The average cost of incarceration in the United States is determined by different methods. It costs anywhere between $20,000 and $40,000 per year to house inmates in federal and state correctional facilities; the considerable spread is due to the criteria used by government agencies and prison system watchdogs. There is consensus, however, on the high cost and burden to taxpayers produced by the U.S. penal system.
Calculating Costs Per Inmate
According to the U.S. Bureau of Prisons, the average annual cost of incarceration in Federal prisons in 2010 was $28,284 per inmate. That cost is reduced at the Federal Community Corrections Centers; in 2010 the annual cost was $25,838.
According to the California Legislative Analyst?s Office, the annual cost of incarceration in the Golden State in 2009 was $47,102 per year. To arrive at this figure, California analysts took into account the cost of security, health care, operations, administration, support, and rehabilitation programs.
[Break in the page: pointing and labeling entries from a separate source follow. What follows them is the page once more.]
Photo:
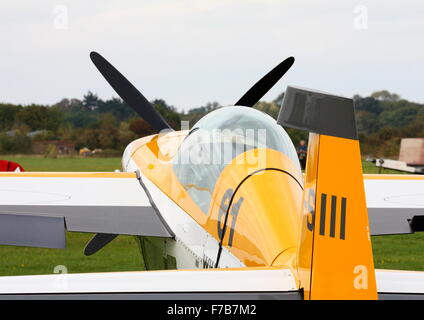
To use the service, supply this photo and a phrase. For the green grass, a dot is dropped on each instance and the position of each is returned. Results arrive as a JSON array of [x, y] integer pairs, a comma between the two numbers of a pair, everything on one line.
[[369, 167], [122, 254], [404, 252]]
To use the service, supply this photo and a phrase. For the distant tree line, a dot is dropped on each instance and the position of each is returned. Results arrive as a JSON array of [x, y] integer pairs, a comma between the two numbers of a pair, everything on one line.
[[382, 120]]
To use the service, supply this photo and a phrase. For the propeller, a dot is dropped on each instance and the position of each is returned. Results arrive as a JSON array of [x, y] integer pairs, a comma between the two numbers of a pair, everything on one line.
[[129, 93], [98, 241], [255, 93]]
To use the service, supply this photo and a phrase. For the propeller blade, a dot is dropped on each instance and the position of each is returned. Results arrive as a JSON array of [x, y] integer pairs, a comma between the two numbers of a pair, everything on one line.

Annual costs per inmate in California have almost doubled since the beginning of the 21st century.
Watchdog groups that keep an eye on the American judicial and penal systems often arrive at higher figures than those of the U.S. Bureau of Prisons or state agencies. The reason for this discrepancy is that watchdog groups tend to factor in court costs and other expenditures.
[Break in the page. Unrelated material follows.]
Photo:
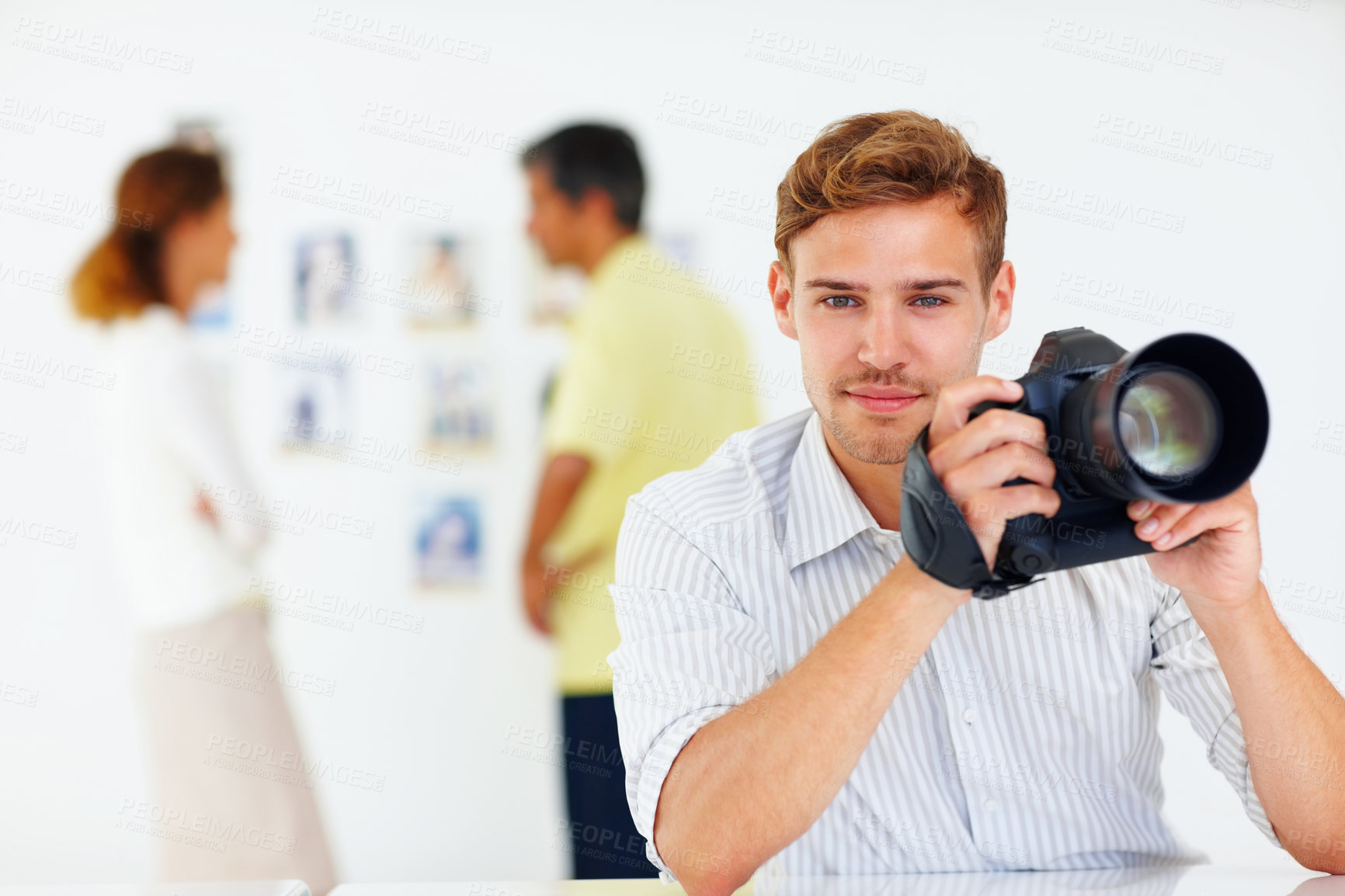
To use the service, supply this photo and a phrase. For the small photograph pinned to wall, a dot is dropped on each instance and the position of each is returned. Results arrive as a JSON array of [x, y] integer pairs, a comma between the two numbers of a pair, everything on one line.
[[457, 405], [448, 544], [315, 411], [211, 308], [554, 291], [202, 135], [323, 268], [441, 286]]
The cost of incarceration climbs according to the level of security. The ?Supermax? federal prison in Colorado spends about $60,000 per year to keep inmates in permanent isolation. The most expensive American prison is located in Cuba: Housing an inmate in Guantanamo Bay costs taxpayers approximately $900,000 per year.
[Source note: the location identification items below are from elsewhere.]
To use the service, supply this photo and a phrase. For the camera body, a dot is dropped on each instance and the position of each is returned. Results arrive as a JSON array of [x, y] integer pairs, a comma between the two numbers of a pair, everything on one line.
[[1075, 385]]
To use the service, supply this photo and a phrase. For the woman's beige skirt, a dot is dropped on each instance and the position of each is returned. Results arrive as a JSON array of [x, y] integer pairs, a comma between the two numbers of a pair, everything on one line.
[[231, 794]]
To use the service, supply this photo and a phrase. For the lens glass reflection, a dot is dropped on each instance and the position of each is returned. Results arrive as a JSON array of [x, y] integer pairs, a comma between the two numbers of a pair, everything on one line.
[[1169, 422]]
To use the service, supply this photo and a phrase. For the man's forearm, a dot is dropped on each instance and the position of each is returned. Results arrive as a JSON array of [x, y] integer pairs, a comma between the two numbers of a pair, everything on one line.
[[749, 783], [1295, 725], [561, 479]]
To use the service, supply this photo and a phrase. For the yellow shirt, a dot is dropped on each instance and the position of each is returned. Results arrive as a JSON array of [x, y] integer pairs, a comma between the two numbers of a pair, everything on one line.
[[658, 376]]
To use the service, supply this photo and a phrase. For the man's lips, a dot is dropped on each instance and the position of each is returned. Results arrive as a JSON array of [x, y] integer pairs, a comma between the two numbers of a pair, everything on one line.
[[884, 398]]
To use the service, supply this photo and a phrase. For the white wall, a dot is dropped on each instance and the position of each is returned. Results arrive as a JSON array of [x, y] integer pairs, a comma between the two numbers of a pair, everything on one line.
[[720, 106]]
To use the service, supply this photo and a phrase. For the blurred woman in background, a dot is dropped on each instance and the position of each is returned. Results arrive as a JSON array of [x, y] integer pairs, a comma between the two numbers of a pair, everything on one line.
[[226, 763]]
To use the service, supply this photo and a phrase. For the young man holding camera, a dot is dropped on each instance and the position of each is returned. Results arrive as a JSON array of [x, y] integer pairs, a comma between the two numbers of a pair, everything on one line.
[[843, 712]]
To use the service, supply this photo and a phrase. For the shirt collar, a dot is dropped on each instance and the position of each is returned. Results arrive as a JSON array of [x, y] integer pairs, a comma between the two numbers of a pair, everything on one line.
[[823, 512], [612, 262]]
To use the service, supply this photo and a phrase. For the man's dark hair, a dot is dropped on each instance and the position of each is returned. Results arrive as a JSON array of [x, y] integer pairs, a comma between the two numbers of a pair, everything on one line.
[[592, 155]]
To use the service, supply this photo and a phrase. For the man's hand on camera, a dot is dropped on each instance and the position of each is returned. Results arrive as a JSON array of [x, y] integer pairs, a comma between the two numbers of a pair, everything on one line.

According to the Vera Institute of Justice, the average cost of housing an inmate in the U.S. was $31,286 in 2012. New York had the highest cost at $31,286 and Kentucky the lowest at $14,603.
The Prison-Industrial Complex
Since the U.S. already has the highest incarceration rate in the world, critics of the American criminal justice system warn that the rising prison costs prove the prison-industrial complex theory. The funds allocated to corrections departments across the U.S. take up a significant portion of state budgets.
One of the most significant challenges that the prison-industrial complex poses to Americans is its systemic nature. The penal system is intrinsically tied to law enforcement and criminal justice; a sudden, sharp reduction in crime and incarceration rates could affect the economy created by the prison-industrial complex.